I am using jquery. I have tried searching how to implement them but it makes no sense to me. It talks about apache and Django and Lighttpd, but I have no idea what those are.

I used ySlow on my webpage and it told me I need an expires header..

Apparently it really helps with performance though and that's what I really need. Anyone help?

+1  A: 

It has nothing to do with jQuery. Your server's response should set the appropriate headers like Expires, E-Tag etc.

What language are you using on the server side?

If you're using PHP, an example of sending the Expires header would be:

header("Expires: Tue, 31 Aug 2010 02:30:00 GMT");
Anurag
+1  A: 

Expires is an HTTP header field that cannot be set by jQuery.

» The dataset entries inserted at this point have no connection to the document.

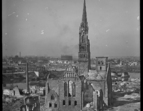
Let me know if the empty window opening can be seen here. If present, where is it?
[51,95,55,100]
[72,82,76,97]
[49,103,52,107]
[74,101,77,106]
[64,82,68,97]
[63,100,66,105]
[54,103,57,108]
[69,100,71,105]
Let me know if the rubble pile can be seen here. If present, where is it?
[82,102,96,111]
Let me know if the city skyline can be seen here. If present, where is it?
[2,0,140,57]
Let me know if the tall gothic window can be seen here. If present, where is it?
[68,81,73,97]
[72,82,76,97]
[64,82,68,97]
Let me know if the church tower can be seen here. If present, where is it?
[78,0,90,74]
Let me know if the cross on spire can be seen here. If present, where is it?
[82,0,87,24]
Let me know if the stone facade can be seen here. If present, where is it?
[45,0,112,111]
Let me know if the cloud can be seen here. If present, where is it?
[45,7,49,10]
[8,12,15,16]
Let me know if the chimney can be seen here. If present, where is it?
[26,63,29,92]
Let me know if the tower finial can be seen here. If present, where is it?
[82,0,87,23]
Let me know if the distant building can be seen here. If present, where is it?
[45,0,112,111]
[61,55,73,61]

But you could try to add an HTTP equivalent META element:

$("head").append('<META http-equiv="Expires" content="Tue, 20 Aug 1996 14:25:27 GMT">')

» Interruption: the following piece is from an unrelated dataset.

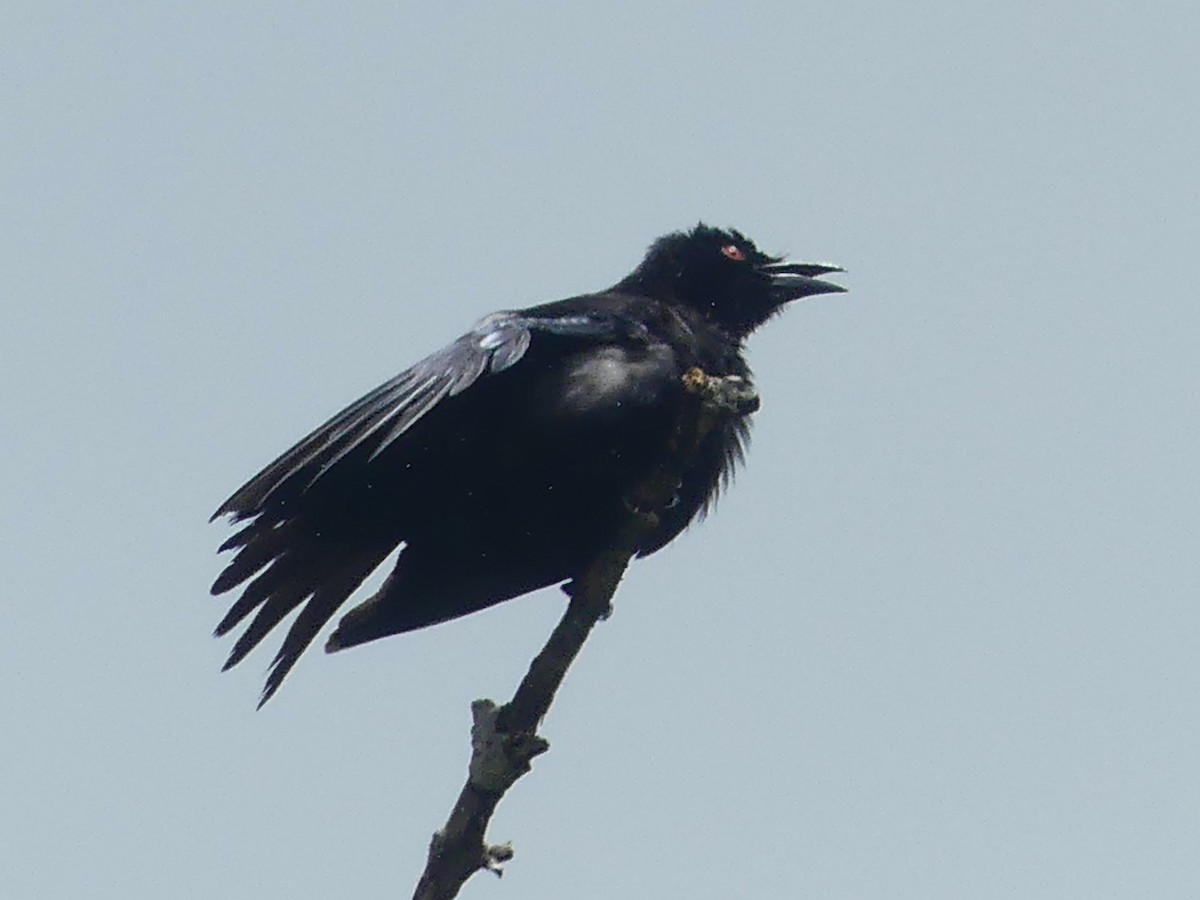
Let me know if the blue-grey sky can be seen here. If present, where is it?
[0,0,1200,900]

But it depends on the user agent if such an HTTP equivalent META element is recognized. The better way would be to set that in the HTTP header.

By the way: In HTTP 1.1 the Cache-Control header field with max-age parameter is preferred over Expires (see Modifications of the Basic Expiration Mechanism).

Gumbo
A: 

An Expires header is used for HTTP caching and indicates the next date/time at which the current version of the object is no longer current. This can be used by browsers and HTTP caches to reduce the load on source web servers.

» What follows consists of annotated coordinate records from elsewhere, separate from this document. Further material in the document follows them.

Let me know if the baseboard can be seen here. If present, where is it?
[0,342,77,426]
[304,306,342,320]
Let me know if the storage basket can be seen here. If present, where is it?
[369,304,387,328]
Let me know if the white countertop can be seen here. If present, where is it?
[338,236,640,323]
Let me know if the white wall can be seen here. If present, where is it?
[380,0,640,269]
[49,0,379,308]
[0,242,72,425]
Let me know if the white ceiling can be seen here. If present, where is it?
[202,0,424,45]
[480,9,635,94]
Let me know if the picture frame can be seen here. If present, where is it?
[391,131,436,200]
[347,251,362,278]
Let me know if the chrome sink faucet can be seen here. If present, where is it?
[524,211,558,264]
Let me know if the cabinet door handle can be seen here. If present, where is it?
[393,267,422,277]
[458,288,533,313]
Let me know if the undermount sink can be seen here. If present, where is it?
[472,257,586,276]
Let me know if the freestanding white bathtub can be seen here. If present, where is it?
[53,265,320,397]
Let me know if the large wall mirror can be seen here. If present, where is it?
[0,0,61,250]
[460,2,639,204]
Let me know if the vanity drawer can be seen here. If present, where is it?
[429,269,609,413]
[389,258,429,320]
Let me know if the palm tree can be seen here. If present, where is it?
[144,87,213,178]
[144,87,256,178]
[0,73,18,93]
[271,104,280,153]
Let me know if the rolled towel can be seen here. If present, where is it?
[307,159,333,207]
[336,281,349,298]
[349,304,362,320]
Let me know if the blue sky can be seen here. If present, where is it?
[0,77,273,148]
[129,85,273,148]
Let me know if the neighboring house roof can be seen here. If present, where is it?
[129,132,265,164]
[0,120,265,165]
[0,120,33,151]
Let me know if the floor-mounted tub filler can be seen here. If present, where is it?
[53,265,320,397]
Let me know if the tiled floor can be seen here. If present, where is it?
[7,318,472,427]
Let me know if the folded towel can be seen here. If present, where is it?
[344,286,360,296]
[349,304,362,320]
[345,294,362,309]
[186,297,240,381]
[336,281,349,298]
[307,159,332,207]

There are some other headers involved in caching that you should also investigate like ETag and Cache-Control.

See: http://www.w3.org/Protocols/rfc2616/rfc2616-sec13.html#sec13

ar
+1  A: 

The Expires header is outside of the actual page itself, it's meta-data which the server adds to responses to indicate to the client how long the content is valid for.

Ultimately, it's up to the server to set the response headers. This can be done globally, so that all content sent from the server has the same values. Or, if you're using a server-side platform (like ASP.NET, PHP, etc) then you can set the Expires header programatically and on a per-resource (page) basis.

However, it sounds like you just need to set them globally--which normally is done with a server-setting.

For Apache take a look at mod_expires

For IIS7, take a look at this

For other server platforms, just try googling "Howto set expires header {server}" with {server} being whatever platform/version you need.

And to clarify what they are If a browser has previously retrieved a resource (say, myPage.html), and that resource has an expiration of 24h, then the browser is essentially being told "if you try to load this page again in the next 24h, you can just show the version you previously retrieved rather than requesting a new copy from the server".

For static pages this can be ideal--a longer expiration can result in faster page-loads for your users (the browser saves trips to the server) and the server has to handle fewer requests.

However; for dynamic pages having a long-expiration can be detrimental. Imagine a page which just tells the time like <h1>1:01PM EST</h1> (where the server generates the HTML). If the expires header is set to something like 1h, then it the browser may show the user "1:01 EST" when it shoudl be "1:45 EST", etc.

If you need to explicitly disable browser-caching (different browsers use different defaults, ie: IE8 is very aggressive about caching), then you can set Expires=-1 which is essentially saying the page expires immediately.